Ahead of German Chancellor Angela Merkel’s visit to Cairo to meet with Egyptian President Abdel-Fattah El Sisi, the Tahrir Institute for Middle East Policy (TIMEP) joined fellow non-governmental organizations in signing two open letters addressing the chancellor.
On February 24, TIMEP—along with peer organizations Cairo Institute for Human Rights Studies and CIVICUS, among others—signed a letter to Merkel delivered by EuroMed Rights. The letter specifically addressed the current crackdown on Egypt’s civil society organizations, human rights defenders, and media workers as evidenced by the continuation of the 2011 legal case against nongovernmental organizations, and recent travel bans, asset freezes, and closures faced by NGOs and their workers. Signatories also referenced the the damage dealt to civil society by new legislation such as the NGO and media laws, and the dwindling opportunities for women to participate in public life as well as the harassment of women human rights defenders.

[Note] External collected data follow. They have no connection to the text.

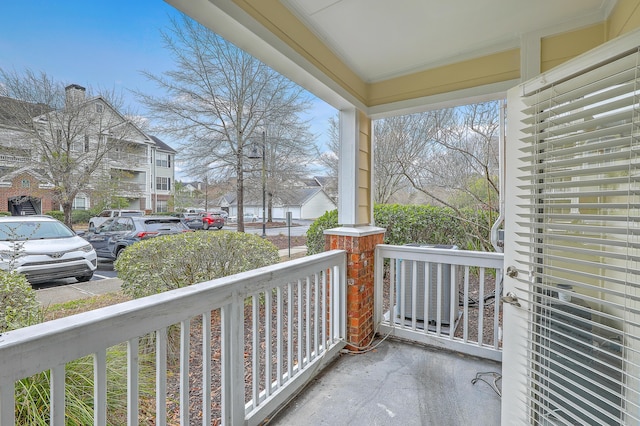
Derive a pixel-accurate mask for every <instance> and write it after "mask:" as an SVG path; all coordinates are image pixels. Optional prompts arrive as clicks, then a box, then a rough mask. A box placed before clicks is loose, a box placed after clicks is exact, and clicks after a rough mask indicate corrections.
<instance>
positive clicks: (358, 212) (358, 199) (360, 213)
mask: <svg viewBox="0 0 640 426" xmlns="http://www.w3.org/2000/svg"><path fill="white" fill-rule="evenodd" d="M358 114H359V118H358V158H357V159H356V161H357V162H358V179H357V182H358V188H357V197H358V199H357V202H358V204H357V211H356V214H357V224H359V225H369V224H373V195H372V194H373V161H372V160H373V158H372V155H373V140H372V134H371V128H372V126H371V119H370V118H369V117H367V116H366V115H365V114H364V113H363V112H362V111H358Z"/></svg>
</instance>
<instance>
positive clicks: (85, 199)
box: [71, 196, 88, 210]
mask: <svg viewBox="0 0 640 426" xmlns="http://www.w3.org/2000/svg"><path fill="white" fill-rule="evenodd" d="M87 205H88V203H87V198H86V197H82V196H77V197H76V198H74V199H73V205H72V207H71V208H72V209H73V210H87Z"/></svg>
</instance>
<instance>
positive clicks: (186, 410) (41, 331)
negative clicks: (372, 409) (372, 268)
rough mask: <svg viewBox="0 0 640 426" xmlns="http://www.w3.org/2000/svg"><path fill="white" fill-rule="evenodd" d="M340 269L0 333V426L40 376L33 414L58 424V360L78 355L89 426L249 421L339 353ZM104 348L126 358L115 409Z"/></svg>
mask: <svg viewBox="0 0 640 426" xmlns="http://www.w3.org/2000/svg"><path fill="white" fill-rule="evenodd" d="M345 267H346V256H345V252H344V251H338V250H334V251H331V252H326V253H321V254H318V255H315V256H309V257H305V258H301V259H297V260H293V261H290V262H286V263H280V264H278V265H274V266H270V267H266V268H261V269H257V270H253V271H249V272H245V273H242V274H237V275H233V276H230V277H226V278H222V279H217V280H213V281H209V282H205V283H200V284H195V285H192V286H189V287H186V288H181V289H177V290H173V291H168V292H165V293H162V294H158V295H154V296H150V297H146V298H142V299H137V300H133V301H130V302H126V303H122V304H119V305H114V306H110V307H106V308H102V309H97V310H94V311H90V312H86V313H83V314H78V315H75V316H72V317H67V318H62V319H58V320H54V321H49V322H46V323H42V324H38V325H35V326H31V327H27V328H23V329H19V330H15V331H11V332H8V333H5V334H3V335H0V424H2V425H13V424H14V423H15V421H16V418H15V410H16V405H15V399H14V397H15V392H16V389H17V388H16V384H17V383H18V382H19V381H20V380H23V379H25V378H28V377H31V376H32V375H35V374H38V373H41V372H46V371H48V372H49V373H48V374H49V377H50V380H49V381H50V397H49V401H48V403H49V406H48V407H42V408H43V409H45V410H46V409H48V410H49V413H50V424H54V425H62V424H65V376H66V375H67V374H69V371H68V369H69V368H72V367H71V366H70V365H68V364H69V363H70V362H72V361H74V360H78V359H80V358H82V357H85V356H87V355H88V356H91V357H93V365H94V368H93V371H94V373H93V382H94V387H93V395H94V396H93V400H92V401H91V403H92V405H93V407H94V408H93V410H94V424H95V425H106V424H107V423H109V424H124V423H127V424H129V425H137V424H138V418H139V416H140V412H141V410H142V409H144V410H147V411H146V412H145V415H146V416H149V415H150V416H152V418H154V423H155V424H158V425H164V424H177V423H179V424H181V425H189V424H191V423H192V422H197V423H198V424H206V425H210V424H212V420H213V419H215V418H220V419H221V420H222V423H223V424H234V425H235V424H244V423H247V424H258V423H260V422H261V421H263V420H264V419H265V418H266V416H268V415H269V414H270V413H271V412H273V411H274V410H275V409H277V407H279V406H280V405H282V404H283V403H284V402H285V401H287V400H288V399H289V398H290V397H291V396H292V395H294V394H295V393H296V392H297V391H298V390H299V389H300V388H301V387H302V386H303V385H305V384H306V383H307V382H308V380H310V379H311V378H312V377H313V376H314V375H315V374H316V373H318V372H319V371H320V370H321V369H322V367H323V366H324V365H325V364H327V363H328V362H330V361H331V360H332V359H333V358H334V357H335V356H336V355H337V354H338V353H339V351H340V350H341V349H342V348H343V347H344V336H345V329H346V320H345V297H346V296H345V295H346V286H345V281H346V278H345V277H346V273H345ZM114 347H120V348H124V351H125V352H126V355H124V357H125V358H126V373H125V374H124V375H123V378H121V379H120V380H123V381H125V382H126V383H125V384H124V385H125V386H126V389H127V395H126V397H123V399H125V400H124V401H120V402H122V404H121V405H122V406H124V407H125V408H124V409H123V410H122V411H123V412H119V413H114V412H113V411H114V410H116V409H114V408H113V406H114V405H117V404H112V402H113V401H111V400H110V399H111V398H114V396H113V395H112V394H111V393H110V390H109V389H108V388H107V382H108V381H109V384H110V387H111V386H113V380H117V378H115V377H109V375H110V372H111V367H110V365H109V361H108V360H109V359H111V358H113V354H112V353H111V351H112V350H113V348H114ZM65 368H66V369H67V371H65ZM150 371H151V372H150ZM147 383H151V386H150V387H149V388H150V389H151V391H149V393H145V394H144V395H143V390H142V389H143V388H145V385H146V384H147ZM154 388H155V390H153V389H154ZM154 406H155V409H154V408H153V407H154ZM149 411H151V412H149ZM114 416H115V420H114Z"/></svg>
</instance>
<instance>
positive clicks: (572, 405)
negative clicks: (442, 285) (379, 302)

The second letter was sent by the European Working Group on Egypt under the coordination of the European Council on Foreign Relations and the International Crisis Group on March 1. Signatories spoke to the perils of an “uncritical”’ approach to engagement with Egypt. Such an approach ignores the adverse effects that the Egyptian government’s repression of civic engagement and “over-securitized” governance have on Egypt’s economic crisis and the aspirations of Egyptian citizens and German interests more broadly. The letter also spoke to immigration, explaining that as Germany seeks to protect E.U. stability and manage the flow of refugees and migrants, Egypt’s current trajectory of repression and the mounting pressure placed on the population will lead to further instability, with possible spillover effects that will threaten German interests.
Both letters addressed the recent closing of the El Nadeem Center for the Rehabilitation of Victims of Violence, highlighting it as just another example of the broader constriction of civil society in Egypt. Such oppressive, non-inclusive governance and the closure of the public sphere will only help create favorable conditions for radicalization, and ultimately foment long-term instability. Both letters agree that it is imperative that Egypt undertake significant reform and cease its repression of civil society, both for its own security and interests, as well as for Germany’s.